# Foxwoods or Mohegan Sun?



## MiamiVice (May 2, 2002)

I like Mohegan better, but lets see what the poll says


----------



## MatchStick (Apr 1, 2003)

I wonder what prompted this post??? Nothing like rush hour traffic on the way home from a night of losing money...


----------



## pickels (Jul 1, 2002)

I like Foxwoods. It's a shorter drive and the night club Club BB King is wild!


----------



## MarkBoston (Aug 28, 2003)

After a careful study that took many years of research with countless hours of dedicated investigation and costing thousands of dollars. I have found that I can lose way too much money at either place with equal proficiency.


----------



## Gil (Jun 15, 1998)

I'm still ahead of the game, first trip down there in 96 lost 260 bucks second trip in 98 won 4881 on a slot. Never been back since.... :wink:


----------



## stm4710 (Jul 6, 2004)

Never been to either one, but I will never go to Foxwoods while they still have that stupid jingle. :roll:


----------



## KozmoKramer (Apr 25, 2004)

My Bachelor Party was held there (Foxwoods) the Saturday night before my eventual emasculation...
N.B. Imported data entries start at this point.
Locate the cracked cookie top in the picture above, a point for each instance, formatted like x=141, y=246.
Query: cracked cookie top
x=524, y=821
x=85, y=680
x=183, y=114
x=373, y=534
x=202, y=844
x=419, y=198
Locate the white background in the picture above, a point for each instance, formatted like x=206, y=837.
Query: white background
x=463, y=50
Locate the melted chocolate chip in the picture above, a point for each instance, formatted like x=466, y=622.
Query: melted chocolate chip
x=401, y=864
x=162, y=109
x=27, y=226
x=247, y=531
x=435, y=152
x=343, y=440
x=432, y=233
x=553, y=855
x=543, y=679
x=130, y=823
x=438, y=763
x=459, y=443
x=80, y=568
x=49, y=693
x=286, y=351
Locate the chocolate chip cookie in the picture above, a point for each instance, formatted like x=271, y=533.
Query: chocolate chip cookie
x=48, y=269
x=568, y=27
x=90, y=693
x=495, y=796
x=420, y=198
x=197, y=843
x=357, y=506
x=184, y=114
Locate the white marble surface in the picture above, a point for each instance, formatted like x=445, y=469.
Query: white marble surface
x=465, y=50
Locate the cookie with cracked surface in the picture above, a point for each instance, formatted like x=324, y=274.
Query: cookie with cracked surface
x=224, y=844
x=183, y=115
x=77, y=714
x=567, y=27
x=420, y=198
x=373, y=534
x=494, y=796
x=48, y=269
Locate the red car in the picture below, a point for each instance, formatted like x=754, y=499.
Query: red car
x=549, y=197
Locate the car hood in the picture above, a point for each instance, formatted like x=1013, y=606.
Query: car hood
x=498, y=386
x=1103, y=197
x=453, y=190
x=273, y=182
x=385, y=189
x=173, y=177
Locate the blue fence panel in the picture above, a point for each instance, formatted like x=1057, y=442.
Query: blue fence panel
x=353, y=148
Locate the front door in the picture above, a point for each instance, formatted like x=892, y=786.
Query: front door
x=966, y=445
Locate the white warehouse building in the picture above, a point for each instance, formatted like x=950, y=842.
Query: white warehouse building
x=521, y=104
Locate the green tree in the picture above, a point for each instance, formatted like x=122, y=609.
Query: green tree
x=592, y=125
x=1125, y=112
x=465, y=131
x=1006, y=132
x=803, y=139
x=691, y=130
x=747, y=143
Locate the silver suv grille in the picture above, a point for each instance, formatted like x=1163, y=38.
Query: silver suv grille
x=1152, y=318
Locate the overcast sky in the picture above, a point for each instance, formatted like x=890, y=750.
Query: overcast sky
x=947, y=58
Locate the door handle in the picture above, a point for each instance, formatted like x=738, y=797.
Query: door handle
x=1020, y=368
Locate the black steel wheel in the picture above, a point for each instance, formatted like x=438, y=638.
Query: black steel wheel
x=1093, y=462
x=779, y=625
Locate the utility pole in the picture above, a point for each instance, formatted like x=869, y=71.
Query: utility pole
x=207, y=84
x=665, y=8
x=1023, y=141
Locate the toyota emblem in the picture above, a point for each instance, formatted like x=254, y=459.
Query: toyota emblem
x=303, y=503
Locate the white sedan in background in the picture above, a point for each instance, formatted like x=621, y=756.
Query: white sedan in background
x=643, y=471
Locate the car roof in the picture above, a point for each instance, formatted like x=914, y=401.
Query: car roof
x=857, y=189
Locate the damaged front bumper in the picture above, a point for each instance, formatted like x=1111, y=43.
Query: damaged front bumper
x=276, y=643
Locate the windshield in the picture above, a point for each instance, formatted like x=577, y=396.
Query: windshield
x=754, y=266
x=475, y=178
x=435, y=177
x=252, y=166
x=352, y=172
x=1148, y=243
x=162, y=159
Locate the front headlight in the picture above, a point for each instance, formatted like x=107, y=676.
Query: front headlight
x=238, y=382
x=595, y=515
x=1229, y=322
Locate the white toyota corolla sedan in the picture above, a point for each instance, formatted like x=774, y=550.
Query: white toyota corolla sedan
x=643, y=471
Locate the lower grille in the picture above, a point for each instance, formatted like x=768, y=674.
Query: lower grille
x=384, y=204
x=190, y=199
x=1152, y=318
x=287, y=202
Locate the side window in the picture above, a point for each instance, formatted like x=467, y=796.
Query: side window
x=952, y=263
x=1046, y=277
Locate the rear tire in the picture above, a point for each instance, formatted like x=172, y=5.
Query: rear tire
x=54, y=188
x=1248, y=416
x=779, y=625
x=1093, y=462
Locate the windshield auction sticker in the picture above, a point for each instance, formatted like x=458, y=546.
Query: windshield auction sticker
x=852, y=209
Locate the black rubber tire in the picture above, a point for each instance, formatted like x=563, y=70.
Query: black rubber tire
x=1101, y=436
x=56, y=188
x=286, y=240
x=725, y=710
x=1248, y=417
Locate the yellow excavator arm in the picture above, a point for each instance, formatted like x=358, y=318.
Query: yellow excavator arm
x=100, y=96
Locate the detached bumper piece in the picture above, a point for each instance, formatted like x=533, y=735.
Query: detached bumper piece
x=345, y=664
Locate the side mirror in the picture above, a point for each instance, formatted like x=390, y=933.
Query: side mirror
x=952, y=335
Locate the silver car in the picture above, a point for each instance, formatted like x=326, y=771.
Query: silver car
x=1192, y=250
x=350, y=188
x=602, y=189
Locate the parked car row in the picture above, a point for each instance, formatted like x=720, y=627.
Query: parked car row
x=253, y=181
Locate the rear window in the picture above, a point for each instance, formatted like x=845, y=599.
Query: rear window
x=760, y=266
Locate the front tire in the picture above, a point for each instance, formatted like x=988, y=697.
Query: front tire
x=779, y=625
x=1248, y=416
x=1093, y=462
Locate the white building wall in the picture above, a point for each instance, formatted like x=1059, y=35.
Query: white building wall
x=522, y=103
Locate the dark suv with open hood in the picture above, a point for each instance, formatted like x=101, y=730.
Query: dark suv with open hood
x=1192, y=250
So it holds a special place for me in my pants...
 int: int: int: :t: :sh: int: int: int: :martini: :martini: :martini: :blush: :naughty: int: int: int: :uc:


----------



## fscpd907 (Jun 5, 2003)

Mohegan is by far the better of the two 8)


----------



## FSCPD902 (Sep 28, 2003)

I think Mohegan is better just because I have had a bad experience at Foxwoods. I like the parking at Mohegan. Yeah you can been a bum and get valet but I always self-park. Everytime I go I get a sweet spot right near the door...maybe I am just lucky--not when I walk in though. :?


----------



## LKat20 (May 7, 2004)

fscpd907 @ Fri 13 Aug said:


> Mohegan is by far the better of the two 8)


Could you get me the directions to Mohegan Sun...by way of Yale University? :woot:


----------